What is your solution?

You have the probability mass function (pmf). You can determine the constant c.

The expectations are obtained directly by definition...

What is your solution?

You have the probability mass function (pmf). You can determine the constant c.

The expectations are obtained directly by definition...

Thanks for your reply.

Sorry I should have stated before that I don't know where to start on this.

I just looked up on pmf, and I have no examples on a question like this in my notes.

The 'j' confuses me in the question as I don't see how it relates to anything else, so finding c is tricky for me.

Thanks

quadraphonics
Sorry I should have stated before that I don't know where to start on this.

Well, aren't there a few conditions that all valid pmf's are required to satisfy? It would probably be a good idea to review these.

The 'j' confuses me in the question as I don't see how it relates to anything else, so finding c is tricky for me.

j is simply a dummy variable. Just shorthand for saying P(X=1) = 1/c, P(X=2) = 2/c, ..., P(X=n) = n/c.

Perhaps this thread should be moved to the homework help section?

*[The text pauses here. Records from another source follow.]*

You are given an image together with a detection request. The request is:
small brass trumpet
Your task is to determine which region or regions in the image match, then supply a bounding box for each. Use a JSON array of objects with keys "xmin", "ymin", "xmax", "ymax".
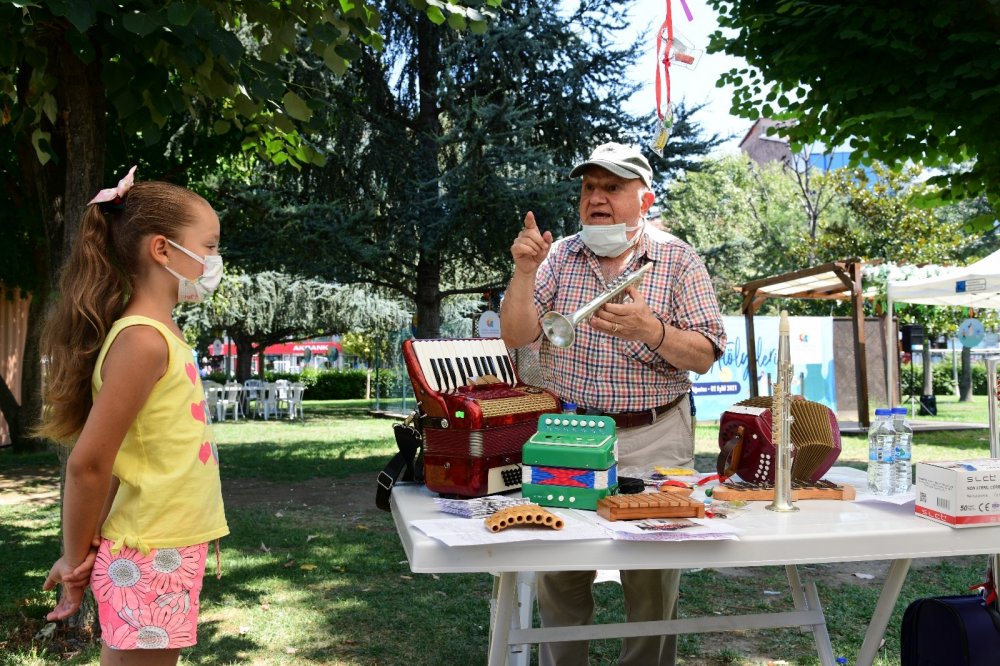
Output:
[{"xmin": 540, "ymin": 263, "xmax": 652, "ymax": 348}]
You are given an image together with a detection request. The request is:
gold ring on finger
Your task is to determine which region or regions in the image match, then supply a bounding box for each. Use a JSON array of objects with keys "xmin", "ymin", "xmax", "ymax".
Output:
[{"xmin": 612, "ymin": 323, "xmax": 619, "ymax": 334}]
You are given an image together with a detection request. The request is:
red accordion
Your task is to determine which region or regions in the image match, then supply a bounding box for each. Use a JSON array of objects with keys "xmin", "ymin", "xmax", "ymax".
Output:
[
  {"xmin": 402, "ymin": 338, "xmax": 561, "ymax": 497},
  {"xmin": 717, "ymin": 396, "xmax": 842, "ymax": 484}
]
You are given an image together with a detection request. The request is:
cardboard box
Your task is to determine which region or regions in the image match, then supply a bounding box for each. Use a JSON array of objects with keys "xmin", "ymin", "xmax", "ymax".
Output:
[{"xmin": 915, "ymin": 459, "xmax": 1000, "ymax": 528}]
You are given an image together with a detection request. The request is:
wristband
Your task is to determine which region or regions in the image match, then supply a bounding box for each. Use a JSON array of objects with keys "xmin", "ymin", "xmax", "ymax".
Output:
[{"xmin": 650, "ymin": 320, "xmax": 666, "ymax": 350}]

The conditions I know of pmf are that the total sum of the probabilities from -infinity to infinity is 1, and the probabilities can only take values between 0 and 1.

So do I have to find a j/c which has a sum of the series from -infinity to infinity equal to 1?

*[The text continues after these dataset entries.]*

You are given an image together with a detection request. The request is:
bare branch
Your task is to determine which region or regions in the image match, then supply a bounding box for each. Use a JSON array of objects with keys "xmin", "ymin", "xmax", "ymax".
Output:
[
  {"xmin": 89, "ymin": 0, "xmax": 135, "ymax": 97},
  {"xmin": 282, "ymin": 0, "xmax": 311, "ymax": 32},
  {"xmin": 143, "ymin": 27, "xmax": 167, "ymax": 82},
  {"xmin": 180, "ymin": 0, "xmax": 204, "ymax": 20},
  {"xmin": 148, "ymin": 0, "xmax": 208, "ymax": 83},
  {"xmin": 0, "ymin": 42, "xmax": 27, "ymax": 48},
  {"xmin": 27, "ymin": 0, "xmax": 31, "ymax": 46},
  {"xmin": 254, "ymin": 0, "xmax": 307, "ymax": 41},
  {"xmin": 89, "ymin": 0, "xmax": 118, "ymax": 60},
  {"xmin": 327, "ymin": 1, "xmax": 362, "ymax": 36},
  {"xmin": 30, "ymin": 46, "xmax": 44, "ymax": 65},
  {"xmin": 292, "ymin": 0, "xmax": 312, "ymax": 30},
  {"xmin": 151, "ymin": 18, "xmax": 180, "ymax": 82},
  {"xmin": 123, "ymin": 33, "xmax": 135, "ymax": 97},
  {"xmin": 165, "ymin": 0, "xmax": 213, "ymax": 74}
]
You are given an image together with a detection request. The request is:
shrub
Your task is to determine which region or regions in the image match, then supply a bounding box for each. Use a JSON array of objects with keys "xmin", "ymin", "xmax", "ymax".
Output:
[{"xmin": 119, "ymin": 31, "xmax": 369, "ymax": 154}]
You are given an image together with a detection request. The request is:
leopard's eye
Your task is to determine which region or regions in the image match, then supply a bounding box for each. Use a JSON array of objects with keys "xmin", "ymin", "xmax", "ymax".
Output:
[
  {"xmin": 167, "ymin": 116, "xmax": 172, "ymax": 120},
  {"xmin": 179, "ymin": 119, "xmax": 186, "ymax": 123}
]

Sorry I'm really confused..

ok so I have so far:

1/c + 2/c + 3/c ... +n/c = 1

1 + 2 + 3 +.. + n = c

c = infinity?

a pmf is for a discrete random variable.

Do you know what the definition of a discrete RV is?

Otherwise you have the right idea. c doesn't have to equal infinity. what is the sum of n consecutive integers?

HallsofIvy
Science Advisor
Homework Helper
The conditions I know of pmf are that the total sum of the probabilities from -infinity to infinity is 1, and the probabilities can only take values between 0 and 1.

So do I have to find a j/c which has a sum of the series from -infinity to infinity equal to 1?
No, only 1 to n, the number over which your probability distribution is defined.

Sorry I'm really confused..

ok so I have so far:

1/c + 2/c + 3/c ... +n/c = 1

1 + 2 + 3 +.. + n = c

c = infinity?
Why should it be? n is a fixed finite number, not "infinity". Do you know the formula for the sum of the first n positive integers?